Wie auch auf Station hat man in der Tagesklinik viel
freie Zeit und es kann passieren, dass an manchen Tagen immer ganz viele
Therapien stattfinden und du kaum pause hast. An einem anderen Tag wiederum kommst du für
die Morgenmeditation, dem gemeinsamen essen und nur einer Therapie. Dafür gab
es in der Einrichtung Ruheräume, in denen man sich zurückziehen konnte, wenn man nicht mit den Mitpatienten zusammen sitzen mochte. Die Tage vor Beginn meiner Tagesklinischen Behandlung, fühlte ich mich mit dem Gedanken an das viele Neue und den vielen Aktivitäten sowie sozialen Kontakt völlig überfordert. Ich hatte Angst davor und begann Gründe zu suchen, nicht in diese Tagesklinik zu wollen. Zum Glüch ich darüber und eine Therapeutin half mir die Entscheidung diese notwendige Möglichkeit anzunehmen. In den zwei Nächten vormeinem Aufnahmtermin schlief ich wieder sehr schlecht, sodass meine Mitpatienten am Tisch mich kaum sahen,denn entweder war ich bei einem Gespräch oder im Ruheraum. Es strengte mich sehr an und ich brauchte meine Ruhe und den Schlaf, den ich die Tage zuvor kaum bekam. Die ersten Tage war man noch nicht zu vielen Gruppen angemeldet, hatte aber ein ärztliches,ein psychologisches und Aufnahmegespräche mit dem Bezugspfleger. Ich denke viele schwer depressive Menschen, die in ihrem Alltag so stark eingeschränkt sind, geht es ähnlich wie mir zu der Zeit. Aber es lohnt sich, sich aufzuraffen und diesen so anstrengenden Schritt zu wagen! Kontakt mit den Mitpatienten half mir nach den ersten Tagen sehr viel, selbst wenn man sich nur zusammen beschäftigt und nicht redet, so ist es besser als alleine im Bett zu liegen und nichts zu tun. Wir
haben z.B. viel gefaltet, Mandalas gemalt oder gestrickt. Manche Patienten
waren von den vielen therapiefreien Zeiten gestört/gelangweilt. Für mich, und
ich denke ich spreche da auch für einige (depressive) Patienten, war diese freie Zeit wichtig um aufzuatmen und Therapiethemen sacken lassen zu können.
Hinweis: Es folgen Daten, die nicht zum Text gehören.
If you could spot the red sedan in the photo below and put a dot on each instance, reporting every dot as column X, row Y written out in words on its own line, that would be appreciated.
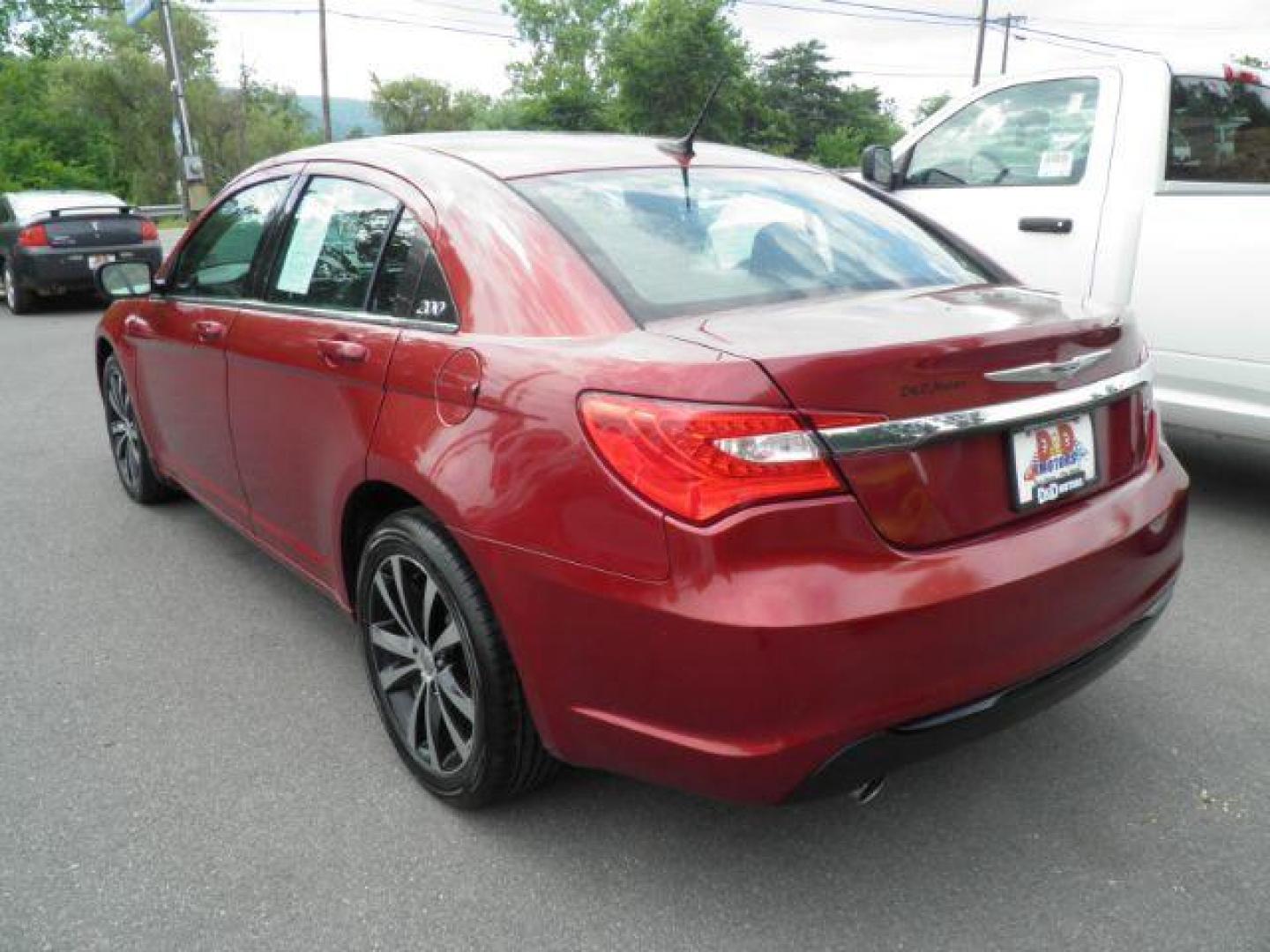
column 710, row 470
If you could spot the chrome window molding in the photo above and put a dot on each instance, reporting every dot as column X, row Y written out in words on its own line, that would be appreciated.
column 1197, row 187
column 271, row 309
column 918, row 430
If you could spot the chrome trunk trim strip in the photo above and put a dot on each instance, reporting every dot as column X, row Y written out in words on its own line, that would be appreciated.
column 918, row 430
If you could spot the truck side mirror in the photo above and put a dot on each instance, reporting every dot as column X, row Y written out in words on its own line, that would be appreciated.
column 875, row 167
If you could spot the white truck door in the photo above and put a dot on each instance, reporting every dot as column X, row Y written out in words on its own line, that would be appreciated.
column 1020, row 173
column 1201, row 288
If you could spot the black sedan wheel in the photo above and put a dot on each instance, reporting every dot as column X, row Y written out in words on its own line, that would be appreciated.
column 18, row 300
column 127, row 444
column 441, row 674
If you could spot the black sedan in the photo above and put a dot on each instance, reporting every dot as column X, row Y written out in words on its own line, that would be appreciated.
column 51, row 242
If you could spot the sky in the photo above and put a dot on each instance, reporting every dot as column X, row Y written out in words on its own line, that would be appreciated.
column 467, row 43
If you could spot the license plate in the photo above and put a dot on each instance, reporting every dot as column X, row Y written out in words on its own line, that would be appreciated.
column 1050, row 461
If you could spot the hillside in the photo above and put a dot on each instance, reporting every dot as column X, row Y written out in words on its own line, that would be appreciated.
column 346, row 115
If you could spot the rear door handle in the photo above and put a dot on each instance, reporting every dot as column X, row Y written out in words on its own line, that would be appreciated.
column 208, row 331
column 138, row 326
column 1050, row 227
column 342, row 352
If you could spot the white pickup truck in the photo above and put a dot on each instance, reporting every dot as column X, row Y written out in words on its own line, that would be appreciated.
column 1137, row 184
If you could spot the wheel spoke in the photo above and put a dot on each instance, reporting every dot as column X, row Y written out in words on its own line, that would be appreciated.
column 430, row 600
column 133, row 462
column 449, row 637
column 112, row 395
column 430, row 706
column 413, row 726
column 395, row 643
column 392, row 677
column 455, row 695
column 461, row 744
column 390, row 602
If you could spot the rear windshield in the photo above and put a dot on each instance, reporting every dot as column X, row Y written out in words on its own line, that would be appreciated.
column 732, row 238
column 1220, row 131
column 28, row 205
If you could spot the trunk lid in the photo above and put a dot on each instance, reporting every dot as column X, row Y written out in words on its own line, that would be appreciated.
column 905, row 354
column 83, row 230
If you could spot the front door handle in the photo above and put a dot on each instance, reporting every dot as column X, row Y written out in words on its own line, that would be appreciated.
column 138, row 326
column 210, row 331
column 342, row 352
column 1047, row 227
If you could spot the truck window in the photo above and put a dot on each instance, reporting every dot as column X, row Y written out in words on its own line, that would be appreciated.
column 1218, row 131
column 1035, row 133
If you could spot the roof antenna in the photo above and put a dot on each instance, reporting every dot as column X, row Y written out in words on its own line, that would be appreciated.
column 683, row 147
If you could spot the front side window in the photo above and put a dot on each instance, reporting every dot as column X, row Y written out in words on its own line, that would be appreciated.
column 333, row 245
column 733, row 238
column 216, row 262
column 1036, row 133
column 1218, row 131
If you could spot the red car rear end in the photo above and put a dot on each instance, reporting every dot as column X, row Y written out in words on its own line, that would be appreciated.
column 762, row 487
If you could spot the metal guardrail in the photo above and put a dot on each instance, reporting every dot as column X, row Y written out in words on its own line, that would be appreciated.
column 161, row 211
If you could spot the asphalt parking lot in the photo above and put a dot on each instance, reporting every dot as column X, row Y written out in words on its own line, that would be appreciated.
column 190, row 759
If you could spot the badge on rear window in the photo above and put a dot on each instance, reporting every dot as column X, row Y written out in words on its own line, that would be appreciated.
column 1052, row 460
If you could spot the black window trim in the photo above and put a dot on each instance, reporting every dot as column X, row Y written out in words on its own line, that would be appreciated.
column 905, row 160
column 268, row 256
column 262, row 250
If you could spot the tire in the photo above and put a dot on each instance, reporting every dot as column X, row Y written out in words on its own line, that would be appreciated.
column 435, row 654
column 19, row 300
column 127, row 444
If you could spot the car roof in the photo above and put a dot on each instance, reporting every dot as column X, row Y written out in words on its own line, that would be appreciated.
column 511, row 155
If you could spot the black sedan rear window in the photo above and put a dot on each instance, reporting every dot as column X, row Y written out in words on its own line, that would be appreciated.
column 732, row 238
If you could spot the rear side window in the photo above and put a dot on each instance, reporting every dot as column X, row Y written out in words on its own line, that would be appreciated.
column 217, row 258
column 729, row 238
column 1035, row 133
column 410, row 283
column 1218, row 131
column 333, row 245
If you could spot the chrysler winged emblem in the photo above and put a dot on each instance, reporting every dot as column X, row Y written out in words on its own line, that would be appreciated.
column 1048, row 372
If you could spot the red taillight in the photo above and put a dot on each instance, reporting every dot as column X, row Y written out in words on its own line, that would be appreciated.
column 700, row 461
column 34, row 236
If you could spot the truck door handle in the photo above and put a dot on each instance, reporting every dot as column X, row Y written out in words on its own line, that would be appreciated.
column 208, row 331
column 138, row 326
column 342, row 352
column 1048, row 227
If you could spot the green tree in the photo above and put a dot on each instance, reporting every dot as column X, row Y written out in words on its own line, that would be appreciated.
column 412, row 104
column 565, row 83
column 42, row 28
column 417, row 104
column 803, row 94
column 930, row 106
column 669, row 58
column 840, row 147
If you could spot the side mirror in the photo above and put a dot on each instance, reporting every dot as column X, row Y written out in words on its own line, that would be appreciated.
column 875, row 167
column 117, row 279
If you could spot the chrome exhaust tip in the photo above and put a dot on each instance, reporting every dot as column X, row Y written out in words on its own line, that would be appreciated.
column 869, row 790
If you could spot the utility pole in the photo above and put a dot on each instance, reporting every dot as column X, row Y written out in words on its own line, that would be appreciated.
column 325, row 81
column 184, row 138
column 978, row 52
column 1005, row 43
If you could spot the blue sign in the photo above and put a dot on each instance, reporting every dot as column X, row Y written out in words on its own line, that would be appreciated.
column 136, row 11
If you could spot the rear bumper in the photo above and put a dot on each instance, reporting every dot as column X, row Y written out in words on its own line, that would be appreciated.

Viele Patienten in der Tagesklinik sind krank geschrieben und sind froh, dass
sie keiner Arbeit nachgehen müssen und Zeit haben, Kraft zu sammeln. Themen, die
in Gruppen oder auch im psychotherapeutischem Gespräch auftreten, können einen
manchmal auch ganz schön aufwühlen und man braucht Zeit es zu verarbeiten.
Einige Patienten jedoch brauchen diese Zeit nicht und beschweren sich dann über
Langeweile, sie könnten zuhause ja doch viel mehr machen und würden die Zeit
nur „absitzen“. Für diese Patienten wäre eine ambulante Lösung, in der man nur
direkt zu den Therapien geht, vielleicht passender. Auch ambulant gibt es eine
Menge an Angeboten, wenn man sich darüber informiert.
Ich möchte darauf hinweisen, dass
ich weder Medizinerin oder Psychologin bin, noch irgendeine Art an
medizinischer Ausbildung besitze. Alle von mir hier getroffenen Aussagen über
die psychiatrische/ psychotherapeutische Behandlung ergeben sich aus meinen
persönlichen Erfahrungen, Wahrnehmungen und Denkweisen als Patientin. Sie stellen
in keiner Weise Heilversprechen dar. Die Inhalte können keine persönliche
Beratung, eine Untersuchung oder Diagnose durch einen Arzt oder Therapeuten
ersetzen und du solltest meine Information auch nicht dazu nutzen,
Eigendiagnosen zu stellen oder dich selbst zu therapieren!